Whenever You Call
“Yes!”
    I took a bite of salad and chewed. I said, “Your confidence worries me.”
    “I’ve been an out-of-work actor for almost 20 years. It’s either confidence or suicide.”
    “What made you decide to write a mystery?”
    “I’m addicted to them. I read them constantly and it got to the point where I figured I could do just as well.”
    My hopes for his book went up, but I didn’t let on. I hadn’t kept track, but I’d recommended only about five writers to my agent over the years. She’d signed three of them, and one had made it big. Much bigger than I’d ever been.
    I waved my fork at him. “Listen, I don’t think much of our class of bartenders.”
    He shook his head. “You have no idea.”
    “What do you mean?”
    “It’s always this way.”
    “That must be depressing.”
    “I get paid no matter what. They’ll drop out as the week goes along—” He chewed on his sandwich and then waved his hand around to get my attention. As if I could possibly look anywhere but at him. “I have a great job for you, if you decide you really want to work as a bartender.”

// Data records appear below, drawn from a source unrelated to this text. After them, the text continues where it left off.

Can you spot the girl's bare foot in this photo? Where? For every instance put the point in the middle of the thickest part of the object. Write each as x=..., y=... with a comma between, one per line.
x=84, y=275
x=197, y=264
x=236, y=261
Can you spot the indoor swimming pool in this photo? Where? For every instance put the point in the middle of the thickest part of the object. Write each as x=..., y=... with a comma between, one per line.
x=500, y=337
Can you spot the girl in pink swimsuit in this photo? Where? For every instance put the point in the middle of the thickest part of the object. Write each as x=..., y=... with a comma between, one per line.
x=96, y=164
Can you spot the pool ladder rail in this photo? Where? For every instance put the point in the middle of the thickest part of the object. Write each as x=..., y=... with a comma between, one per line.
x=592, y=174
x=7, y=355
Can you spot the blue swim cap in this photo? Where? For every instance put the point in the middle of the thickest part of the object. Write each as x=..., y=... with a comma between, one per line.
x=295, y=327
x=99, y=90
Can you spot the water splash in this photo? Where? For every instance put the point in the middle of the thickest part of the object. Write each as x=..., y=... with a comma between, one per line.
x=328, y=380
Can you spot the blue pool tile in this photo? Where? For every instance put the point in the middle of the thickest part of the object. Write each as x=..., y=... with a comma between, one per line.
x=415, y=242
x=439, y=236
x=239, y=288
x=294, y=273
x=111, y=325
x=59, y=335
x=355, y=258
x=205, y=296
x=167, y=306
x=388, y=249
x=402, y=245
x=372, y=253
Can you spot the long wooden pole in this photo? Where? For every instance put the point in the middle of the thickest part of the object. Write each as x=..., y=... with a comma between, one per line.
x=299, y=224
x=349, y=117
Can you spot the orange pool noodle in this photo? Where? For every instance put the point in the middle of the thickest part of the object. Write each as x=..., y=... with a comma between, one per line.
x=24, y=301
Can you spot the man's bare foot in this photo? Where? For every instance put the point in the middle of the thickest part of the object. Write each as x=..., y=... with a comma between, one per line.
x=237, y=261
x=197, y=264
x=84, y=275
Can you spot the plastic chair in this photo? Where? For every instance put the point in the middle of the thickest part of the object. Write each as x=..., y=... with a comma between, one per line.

    “I know I want a job, no question about it.”
    “The Harvest is losing one of their regular bartenders. They called me about the job, but it’s not my style and I’m burned out, anyway, just want to concentrate on the teaching and writing the next mystery. You’d be perfect. Elegant, smart, a real novelist. I think they’d hire you in a millisecond.”
    The Harvest, one of the premiere restaurants in Cambridge established thirty years ago, wasn’t what I’d had in mind when I imagined working as a bartender. I’d been thinking more along the lines of the Oxford Ale House, where I’d hung out dancing and drinking in my twenties, though I could understand that the Oxford Ale House would be looking for hot young women, not middle-aged novelists. Judging from Al’s attitude, I ought to be thrilled.
    Al said, “I don’t know what your financial situation is, but it’s great money at a place like the Harvest. They’re talking about starting someone during the lunch shift, which isn’t as lucrative, but if you’re good, you’ll get a shot at nights.”
    “Thank you,” I said.
    It was time to get back and, not surprisingly, Al said he had the manuscript for Tie Me to the Bedpost in the classroom.
    We started to walk quickly, in that awkward dance along a sidewalk when you really don’t know someone well, but you might like to know them very well, so that you somehow manage to keep bumping into them. To draw attention away from one too many of those bumps, for which I was probably responsible, I said, “I’m not going to get a chance to read your novel until after this class is over, okay? I don’t want you eagerly searching my face every morning and somehow thinking that because I don’t say anything that means I hated it.”
    “Gotcha.” He grinned at me and I bumped into him again.
    The guy was like a magnet. It reminded me of how I’d been when I’d met Isaac. In true Cambridge fashion, we’d been circling around the Harvard Coop bookstore for almost an hour. I only slowly became aware of him when our circles overlapped for about the fifth time, at which point I laughed and said, “If this keeps up, we’re going to find ourselves in bed by tonight.”
    So, yeah, we were in bed together that night. The next day, when I called Jen and told her I’d fallen in love with Isaac, a guy I’d picked up and slept with the same night, she called me shameless. I’d thought she was joking, especially since I’d actually married Isaac, but probably she’d meant it. I was shameless. Two years since my divorce and I was no longer shameless. Instead, I was lonely and confused. I couldn’t really see how I was gaining ground here.
    “Mind if I make a quick phone call?” I said to Al.
    “I’ll start without you.” He patted my arm.
    I whipped out my cell phone and hit the code for Jen’s office. “What happened?”